You can make a difference
Daily world news can make us wonder what we can do to help alleviate the sufferings of humanity. Front-burner concerns – the downward financial spiral, the housing market, unemployment, bold acts of aggression, and a legion of other issues – all beg for immediate action. Many of us wish we could contribute something positive to tip the balance toward workable solutions.
Reasoning from the premise that God is infinite good, that His wisdom is unerring and ever available, prepares thought to see what we can most effectively contribute to the solution. God reveals Himself in ways that we can understand and make practical. No problem is bigger than infinite Love, and no one's understanding of Love is too small to make a difference.
It is in God's eternal goodness that we find refuge and assurance. Turning to Him for guidance isn't escaping into a state of denial. It's tapping a source available to all of us. It's honoring the God whose power is always available. Drawing on that source, that power, supports our conviction that God's love is ever present, even in situations that seem desperate. If you look carefully, it's likely that you'll find evidence of mercy, preservation, and safety, even in very grim conditions. Acknowledging everyone's true nature as God's spiritual idea, wholly good and pure, offers a starting point for reasoning spiritually about whatever local, national, or world situations are taking place.
Given the news reports today, the need to rise above the rubble of despair and destruction actually impels our daily prayer for humanity. This prayer, this spiritual reasoning, generates healing concepts and ideas that strengthen our conviction in God's ever-present guidance and open thought to practical steps that will fulfill our desire to make a difference.
The founder of this newspaper, Mary Baker Eddy, wrote this in an article for the Boston Herald, March 1898, titled "Other ways than by war": "Let us have the molecule of faith that removes mountains, – faith armed with the understanding of Love, as in divine Science, where right reigneth" ("The First Church of Christ, Scientist, and Miscellany," p. 278).
We can be certain that "the effectual fervent prayer of a righteous man availeth much," as the Bible says in James 5:16. Praying persistently, buoyed by a firm conviction of the God-power that undergirds prayer, is far better than ruminating over disaster or indulging in thoughts of hate. When these contrary thoughts attempt to upset our resolve to remain focused on what God is revealing, we have the divine right to dislodge them.
Reasoning from a spiritual basis by acknowledging God as the only true power is a prayer of grace, forgiveness, and healing. It's our expressed desire to commit to witnessing God's light shining in the hearts of men and women everywhere. The ability of each of us to reflect that light in our own hearts will surely and certainly open the way for others to feel and know "the peace of God, which passeth all understanding" (Phil. 4:7).

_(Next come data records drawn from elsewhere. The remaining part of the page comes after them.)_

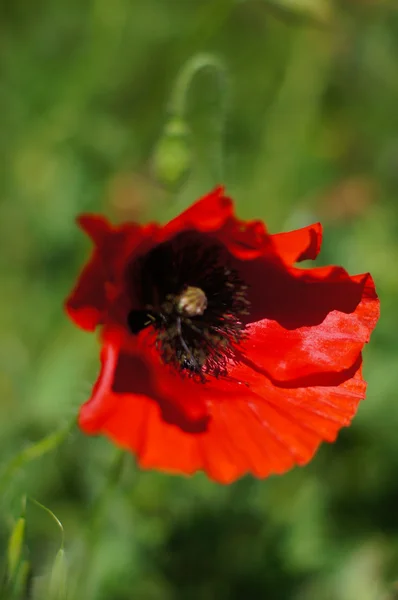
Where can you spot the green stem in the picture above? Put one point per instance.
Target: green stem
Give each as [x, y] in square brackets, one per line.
[179, 97]
[94, 525]
[179, 100]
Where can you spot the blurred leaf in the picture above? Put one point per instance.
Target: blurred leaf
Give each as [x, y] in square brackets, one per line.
[317, 10]
[15, 546]
[33, 452]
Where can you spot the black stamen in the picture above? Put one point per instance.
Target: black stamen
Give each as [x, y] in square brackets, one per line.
[194, 300]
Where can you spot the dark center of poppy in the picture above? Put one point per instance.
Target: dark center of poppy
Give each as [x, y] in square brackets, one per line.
[195, 301]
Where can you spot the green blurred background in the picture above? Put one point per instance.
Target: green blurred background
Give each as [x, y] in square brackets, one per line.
[298, 116]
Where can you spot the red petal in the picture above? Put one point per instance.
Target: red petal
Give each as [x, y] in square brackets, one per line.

So let's not be cowed into thinking that our prayers are ineffective. We can actively look for evidence of healing in matters about which we're praying, and we can rejoice in even the smallest signs of progress. God knows the thoughts we cherish and our efforts to love our neighbors near and far. In the words of Mary Baker Eddy: "Thoughts unspoken are not unknown to the divine Mind. Desire is prayer; and no loss can occur from trusting God with our desires, that they may be moulded and exalted before they take form in words and in deeds" ("Science and Health with Key to the Scriptures," p. 1).
God's law rules, bringing comfort and healing, and as we pray to see divine justice prevail, we'll feel His calming presence and know with a certainty that our prayers are not in vain. By putting our weight into this right scale, we will have made a contribution that will not go unfulfilled.